Resolving Java Certificate Issues When Connecting to VMware vCenter

If you encounter the following error message when trying to connect vScope to VMware vCenter:

“VI SDK invoke exception.javax.net.ssl.SSLHandshakeException: java.security.cert.CertificateException Certificate does not conform to algorithm constraints”

This issue is due to an outdated certificate on the vCenter machine that does not meet modern security standards.

Solution: Resolving SSL Certificate Issues

It is highly recommended to update the certificate on the vCenter machine. However, if this is not possible, you can also bypass the Java security check on the vScope machine.

Solution 1: Upgrade the vCenter Certificate (Recommended)

Upgrading the certificate on the vCenter machine to a more secure version will resolve the issue and improve the overall security of your environment.
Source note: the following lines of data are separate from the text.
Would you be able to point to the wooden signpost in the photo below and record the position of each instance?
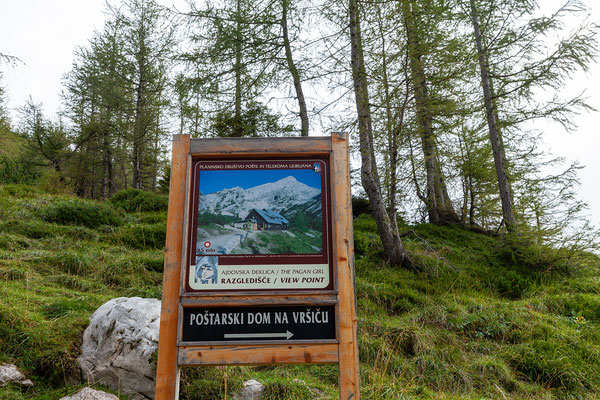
(259, 258)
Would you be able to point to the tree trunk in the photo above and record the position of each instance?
(294, 70)
(238, 129)
(438, 203)
(497, 148)
(388, 228)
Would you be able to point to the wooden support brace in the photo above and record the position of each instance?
(344, 260)
(167, 372)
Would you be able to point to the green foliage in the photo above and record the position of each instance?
(16, 172)
(141, 236)
(135, 200)
(449, 332)
(81, 212)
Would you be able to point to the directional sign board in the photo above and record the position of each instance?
(258, 323)
(259, 258)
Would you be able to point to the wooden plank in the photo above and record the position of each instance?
(261, 293)
(167, 374)
(251, 300)
(256, 147)
(349, 374)
(259, 354)
(256, 342)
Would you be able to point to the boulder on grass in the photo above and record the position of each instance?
(252, 390)
(91, 394)
(119, 344)
(9, 373)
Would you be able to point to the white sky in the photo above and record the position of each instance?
(44, 34)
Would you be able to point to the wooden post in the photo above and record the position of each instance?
(167, 372)
(349, 374)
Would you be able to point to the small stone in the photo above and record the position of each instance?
(10, 374)
(252, 390)
(27, 383)
(91, 394)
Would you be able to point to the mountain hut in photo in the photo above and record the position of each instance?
(267, 219)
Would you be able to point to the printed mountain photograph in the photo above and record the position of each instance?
(260, 212)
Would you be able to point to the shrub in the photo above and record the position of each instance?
(140, 236)
(80, 212)
(135, 200)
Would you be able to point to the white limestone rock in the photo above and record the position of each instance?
(119, 344)
(9, 373)
(91, 394)
(252, 390)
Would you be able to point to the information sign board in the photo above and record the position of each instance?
(259, 258)
(258, 323)
(260, 225)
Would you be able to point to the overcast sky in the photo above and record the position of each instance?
(44, 34)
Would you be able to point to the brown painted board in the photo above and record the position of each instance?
(343, 350)
(259, 354)
(245, 300)
(256, 146)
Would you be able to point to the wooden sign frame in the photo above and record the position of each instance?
(343, 350)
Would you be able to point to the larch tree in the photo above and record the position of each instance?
(516, 61)
(388, 228)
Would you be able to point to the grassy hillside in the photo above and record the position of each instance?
(484, 318)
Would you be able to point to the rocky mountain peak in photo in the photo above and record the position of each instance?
(281, 195)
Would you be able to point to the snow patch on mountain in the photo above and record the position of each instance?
(280, 195)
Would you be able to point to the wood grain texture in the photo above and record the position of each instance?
(211, 147)
(259, 354)
(167, 374)
(349, 384)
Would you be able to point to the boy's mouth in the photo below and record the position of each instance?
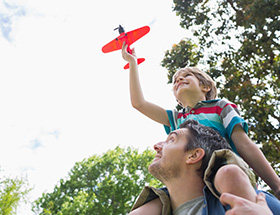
(181, 83)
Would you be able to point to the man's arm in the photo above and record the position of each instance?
(138, 101)
(255, 158)
(240, 206)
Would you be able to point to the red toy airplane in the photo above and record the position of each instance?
(129, 38)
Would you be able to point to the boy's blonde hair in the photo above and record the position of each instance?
(204, 79)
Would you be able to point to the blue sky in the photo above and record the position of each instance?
(62, 99)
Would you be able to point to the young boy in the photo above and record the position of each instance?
(195, 91)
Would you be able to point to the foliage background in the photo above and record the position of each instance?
(104, 184)
(237, 43)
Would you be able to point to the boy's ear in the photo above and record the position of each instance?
(195, 156)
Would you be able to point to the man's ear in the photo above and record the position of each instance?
(195, 156)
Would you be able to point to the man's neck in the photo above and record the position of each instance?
(182, 190)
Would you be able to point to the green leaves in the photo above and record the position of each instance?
(106, 184)
(240, 45)
(12, 191)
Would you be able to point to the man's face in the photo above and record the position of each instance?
(171, 156)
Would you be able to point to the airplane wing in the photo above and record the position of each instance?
(130, 37)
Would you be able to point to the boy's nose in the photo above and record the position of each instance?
(180, 78)
(158, 146)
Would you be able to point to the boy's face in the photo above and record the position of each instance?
(184, 81)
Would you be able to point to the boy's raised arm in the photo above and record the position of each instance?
(138, 101)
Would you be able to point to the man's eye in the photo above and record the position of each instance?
(171, 139)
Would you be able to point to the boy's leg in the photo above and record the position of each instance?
(153, 207)
(232, 179)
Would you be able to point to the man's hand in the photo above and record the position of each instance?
(240, 206)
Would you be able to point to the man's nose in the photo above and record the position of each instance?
(158, 146)
(180, 78)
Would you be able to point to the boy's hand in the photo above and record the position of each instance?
(277, 193)
(127, 56)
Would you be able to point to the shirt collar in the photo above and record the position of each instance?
(199, 105)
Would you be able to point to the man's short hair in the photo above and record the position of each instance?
(200, 136)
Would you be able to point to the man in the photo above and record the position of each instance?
(242, 206)
(180, 163)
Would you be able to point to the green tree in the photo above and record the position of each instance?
(12, 191)
(101, 184)
(238, 44)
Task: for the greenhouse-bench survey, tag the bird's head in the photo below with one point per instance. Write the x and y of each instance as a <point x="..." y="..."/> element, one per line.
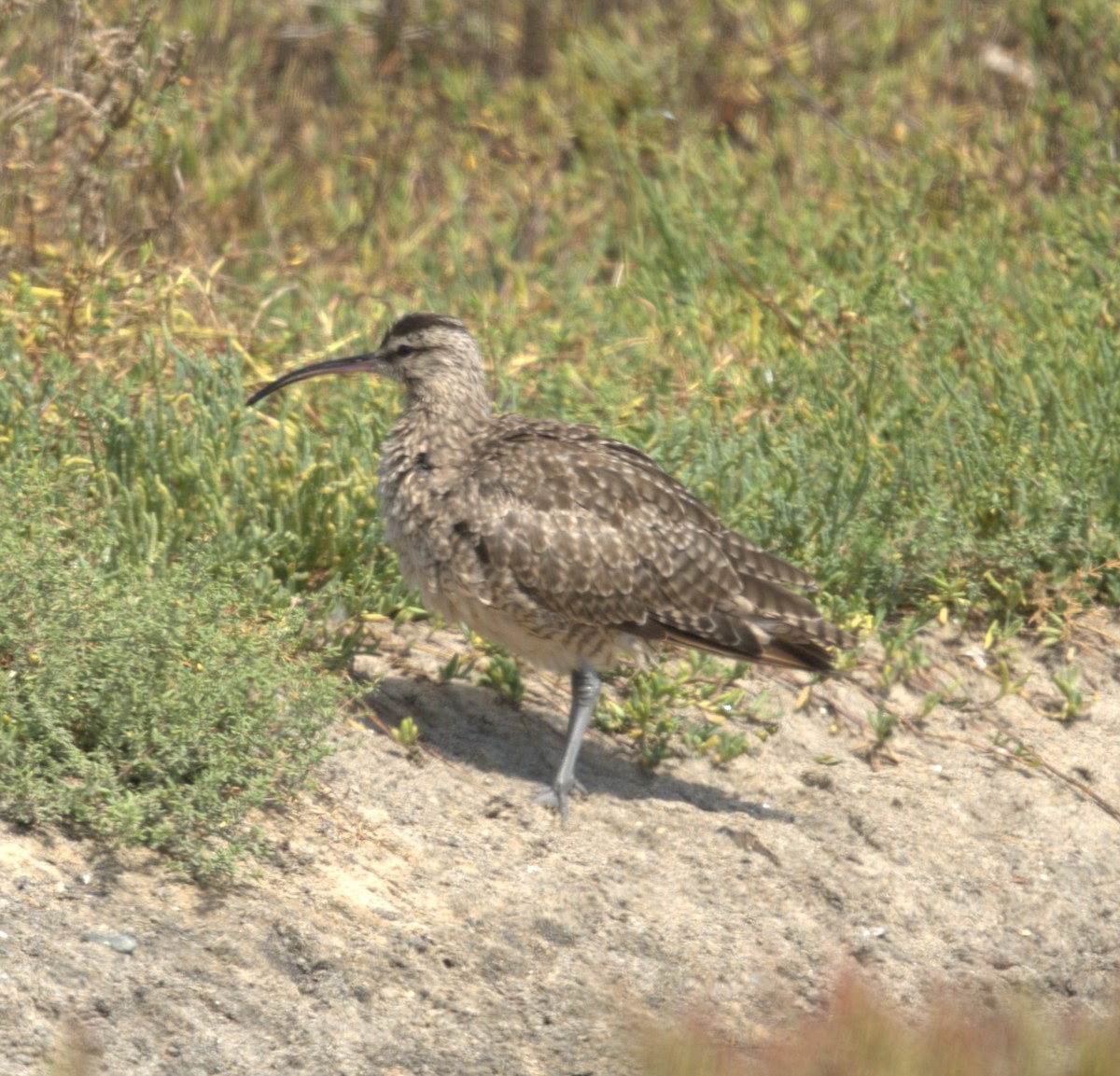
<point x="434" y="355"/>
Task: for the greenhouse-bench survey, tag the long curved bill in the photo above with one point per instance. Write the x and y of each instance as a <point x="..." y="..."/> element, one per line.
<point x="330" y="366"/>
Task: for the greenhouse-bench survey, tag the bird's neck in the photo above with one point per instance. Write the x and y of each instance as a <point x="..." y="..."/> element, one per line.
<point x="456" y="412"/>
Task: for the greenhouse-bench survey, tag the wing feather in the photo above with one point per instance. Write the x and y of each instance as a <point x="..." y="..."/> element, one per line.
<point x="596" y="532"/>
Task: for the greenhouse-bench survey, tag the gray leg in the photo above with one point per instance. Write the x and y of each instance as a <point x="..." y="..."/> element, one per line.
<point x="585" y="691"/>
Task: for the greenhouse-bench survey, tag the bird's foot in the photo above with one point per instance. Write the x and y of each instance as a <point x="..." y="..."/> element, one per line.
<point x="555" y="797"/>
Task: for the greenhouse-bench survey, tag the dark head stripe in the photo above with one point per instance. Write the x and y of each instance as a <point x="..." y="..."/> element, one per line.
<point x="415" y="323"/>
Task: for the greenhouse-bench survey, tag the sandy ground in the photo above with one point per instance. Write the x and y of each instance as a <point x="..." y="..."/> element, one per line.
<point x="430" y="917"/>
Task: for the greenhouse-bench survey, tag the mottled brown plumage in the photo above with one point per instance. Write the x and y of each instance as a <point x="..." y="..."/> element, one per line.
<point x="564" y="545"/>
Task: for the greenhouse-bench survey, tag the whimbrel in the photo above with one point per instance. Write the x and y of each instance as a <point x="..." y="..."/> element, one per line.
<point x="563" y="545"/>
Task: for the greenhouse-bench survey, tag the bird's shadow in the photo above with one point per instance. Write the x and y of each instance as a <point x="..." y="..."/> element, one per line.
<point x="476" y="729"/>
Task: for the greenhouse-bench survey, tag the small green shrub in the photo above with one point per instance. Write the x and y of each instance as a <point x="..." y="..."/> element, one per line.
<point x="148" y="710"/>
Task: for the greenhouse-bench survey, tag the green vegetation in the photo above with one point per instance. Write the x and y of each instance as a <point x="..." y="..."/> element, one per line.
<point x="146" y="707"/>
<point x="858" y="1034"/>
<point x="847" y="270"/>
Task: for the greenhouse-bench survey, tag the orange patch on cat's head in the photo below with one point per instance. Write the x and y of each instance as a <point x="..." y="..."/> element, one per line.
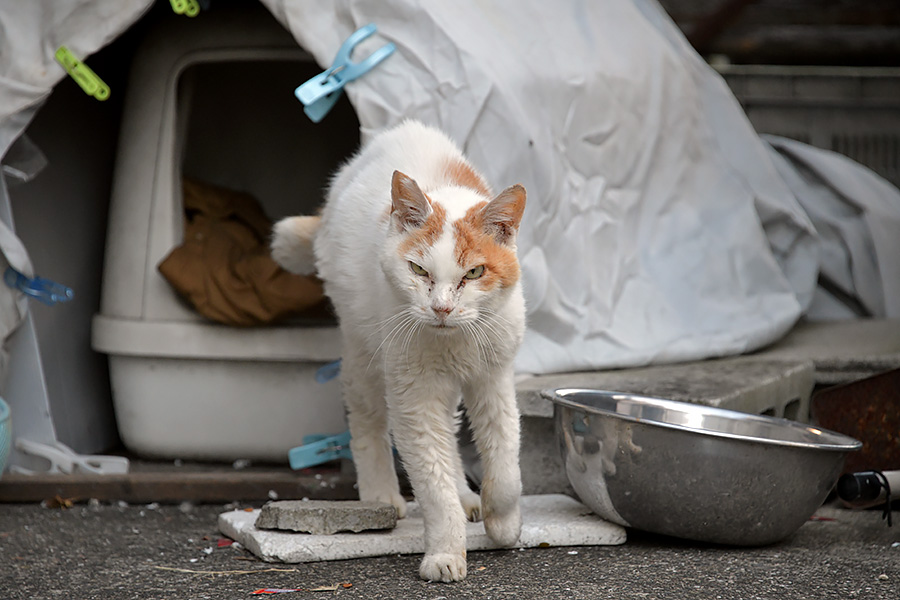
<point x="426" y="235"/>
<point x="476" y="246"/>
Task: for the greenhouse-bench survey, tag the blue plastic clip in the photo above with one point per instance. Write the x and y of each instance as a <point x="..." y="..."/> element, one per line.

Solution 2: Bypass Java Security Check on the vScope Machine

If upgrading the vCenter certificate is not feasible, you can bypass the Java certificate algorithm constraint. Follow these steps carefully, as it involves adjusting security settings on the vScope machine:

Stop the vScope Server Service
- On the vScope machine, stop the vScope Server service to safely modify settings.
Locate and Edit the Java Security File
- Open the Java security file located at:
```
C:\Program Files\Java\jre7\lib\security\java.security
```
Disable the Outdated Algorithm Constraint
- Find the line that begins with:
```
jdk.certpath.disabledAlgorithms=MD2
```
- Comment out this line by adding a # at the beginning:
```
# jdk.certpath.disabledAlgorithms=MD2
```
Restart the vScope Server Service
- After saving changes to java.security, restart the vScope Server service.

By following either of these methods, you can resolve the SSL certificate error when connecting vScope to VMware vCenter.